Turning the tide on big cat trade: Expert opinion on trends and conservation lessons from the Republic of Korea

Unsustainable trade in big cats affects all species in the genus, Panthera, and is one of the foremost threats to their conservation. To provide further insight into the impact of policy interventions intended to address this issue, we examine the case study of the Republic of Korea (South Korea), which in the early 1990s was one of the world’s largest importers of tiger (Panthera tigris) bone and a major manufacturer of tiger-derived medicinal products. In 1993, South Korea became a Party to the Convention on International Trade in Endangered Species (CITES) and introduced a ban on commercial trade in CITES Appendix I-listed big cats a year later. We used an expert-based questionnaire survey and an exploration of the CITES trade database to investigate what has since happened to big cat trade in South Korea. Expert opinion suggested that big cat trade has likely substantially reduced since the early 1990s, as a result of the trade ban and broad socioeconomic changes. However, illegal trade has not been eradicated entirely and we were able to confirm that products reportedly derived from big cats were still publicly available for sale on a range of Korean online marketplaces, sometimes openly. The items most commonly reported by respondents from post-1994 trade and supported by expert-led evidence were tiger and leopard (Panthera pardus) skins and tiger bone wine.
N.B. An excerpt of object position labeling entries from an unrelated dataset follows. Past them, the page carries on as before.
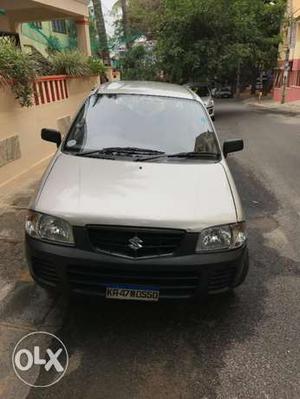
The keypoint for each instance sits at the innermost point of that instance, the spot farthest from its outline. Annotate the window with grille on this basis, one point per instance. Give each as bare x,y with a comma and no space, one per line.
37,24
59,26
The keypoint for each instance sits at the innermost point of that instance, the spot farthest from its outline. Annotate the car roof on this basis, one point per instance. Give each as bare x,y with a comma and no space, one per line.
146,88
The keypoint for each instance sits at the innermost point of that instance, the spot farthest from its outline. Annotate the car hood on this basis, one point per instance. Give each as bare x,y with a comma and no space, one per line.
187,195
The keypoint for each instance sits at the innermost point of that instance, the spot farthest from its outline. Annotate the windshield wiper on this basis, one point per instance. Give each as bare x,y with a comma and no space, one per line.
120,151
191,154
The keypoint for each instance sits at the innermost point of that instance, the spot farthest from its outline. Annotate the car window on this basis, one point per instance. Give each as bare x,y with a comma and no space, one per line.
159,123
202,91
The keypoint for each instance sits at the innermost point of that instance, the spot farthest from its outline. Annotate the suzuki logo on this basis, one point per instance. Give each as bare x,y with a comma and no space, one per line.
135,243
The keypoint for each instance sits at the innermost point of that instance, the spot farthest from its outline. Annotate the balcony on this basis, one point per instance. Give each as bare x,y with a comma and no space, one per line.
56,99
20,11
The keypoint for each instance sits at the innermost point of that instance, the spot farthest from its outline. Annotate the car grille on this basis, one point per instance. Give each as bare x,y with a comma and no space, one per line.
221,279
45,271
94,280
135,243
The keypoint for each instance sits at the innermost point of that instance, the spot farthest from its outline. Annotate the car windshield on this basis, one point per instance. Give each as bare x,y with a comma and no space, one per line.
202,91
141,124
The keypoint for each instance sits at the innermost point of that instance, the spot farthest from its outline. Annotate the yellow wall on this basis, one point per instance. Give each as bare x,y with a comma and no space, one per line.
28,122
30,37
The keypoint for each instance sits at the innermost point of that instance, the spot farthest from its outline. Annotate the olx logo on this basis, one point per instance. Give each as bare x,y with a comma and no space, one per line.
40,359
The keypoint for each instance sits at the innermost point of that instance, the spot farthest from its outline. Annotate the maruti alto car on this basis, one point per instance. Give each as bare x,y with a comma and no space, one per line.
138,201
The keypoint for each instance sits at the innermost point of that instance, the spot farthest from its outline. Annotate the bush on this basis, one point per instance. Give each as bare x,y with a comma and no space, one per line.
17,71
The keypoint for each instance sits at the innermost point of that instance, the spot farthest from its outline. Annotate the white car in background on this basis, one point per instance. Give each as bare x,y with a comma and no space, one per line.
203,91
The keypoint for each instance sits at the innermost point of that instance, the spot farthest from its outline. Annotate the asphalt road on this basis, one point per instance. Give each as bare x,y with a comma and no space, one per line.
244,345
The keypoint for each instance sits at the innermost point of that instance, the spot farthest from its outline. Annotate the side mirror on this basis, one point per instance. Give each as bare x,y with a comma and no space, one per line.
51,135
232,146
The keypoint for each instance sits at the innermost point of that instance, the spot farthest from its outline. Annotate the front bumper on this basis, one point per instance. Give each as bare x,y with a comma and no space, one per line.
73,270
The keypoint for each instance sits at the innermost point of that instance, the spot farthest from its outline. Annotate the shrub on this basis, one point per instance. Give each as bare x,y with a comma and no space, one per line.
17,71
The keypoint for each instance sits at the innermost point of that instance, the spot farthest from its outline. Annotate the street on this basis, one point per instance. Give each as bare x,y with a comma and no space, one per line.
242,345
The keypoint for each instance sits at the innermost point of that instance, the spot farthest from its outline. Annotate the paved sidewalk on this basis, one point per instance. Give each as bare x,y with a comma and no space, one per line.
290,108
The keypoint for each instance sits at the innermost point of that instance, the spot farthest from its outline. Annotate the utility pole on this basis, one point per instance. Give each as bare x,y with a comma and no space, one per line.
286,66
100,26
238,78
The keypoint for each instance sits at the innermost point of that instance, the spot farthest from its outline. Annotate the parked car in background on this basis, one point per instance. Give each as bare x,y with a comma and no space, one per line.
138,202
203,91
224,92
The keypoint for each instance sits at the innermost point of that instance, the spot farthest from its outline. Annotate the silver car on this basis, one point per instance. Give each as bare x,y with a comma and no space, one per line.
138,202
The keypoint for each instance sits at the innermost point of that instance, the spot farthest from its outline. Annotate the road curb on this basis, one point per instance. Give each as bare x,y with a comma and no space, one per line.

Although South Korea may provide a useful case study of a historically significant consumer country for tiger which has made strong progress in addressing unsustainable levels of big cat trade within a short period of time, there remains a need to address recalcitrant small-scale, illegal trade. We also recommend further investigation regarding reports of South Korean nationals being involved in illegal trade in tiger-derived products in Southeast Asia.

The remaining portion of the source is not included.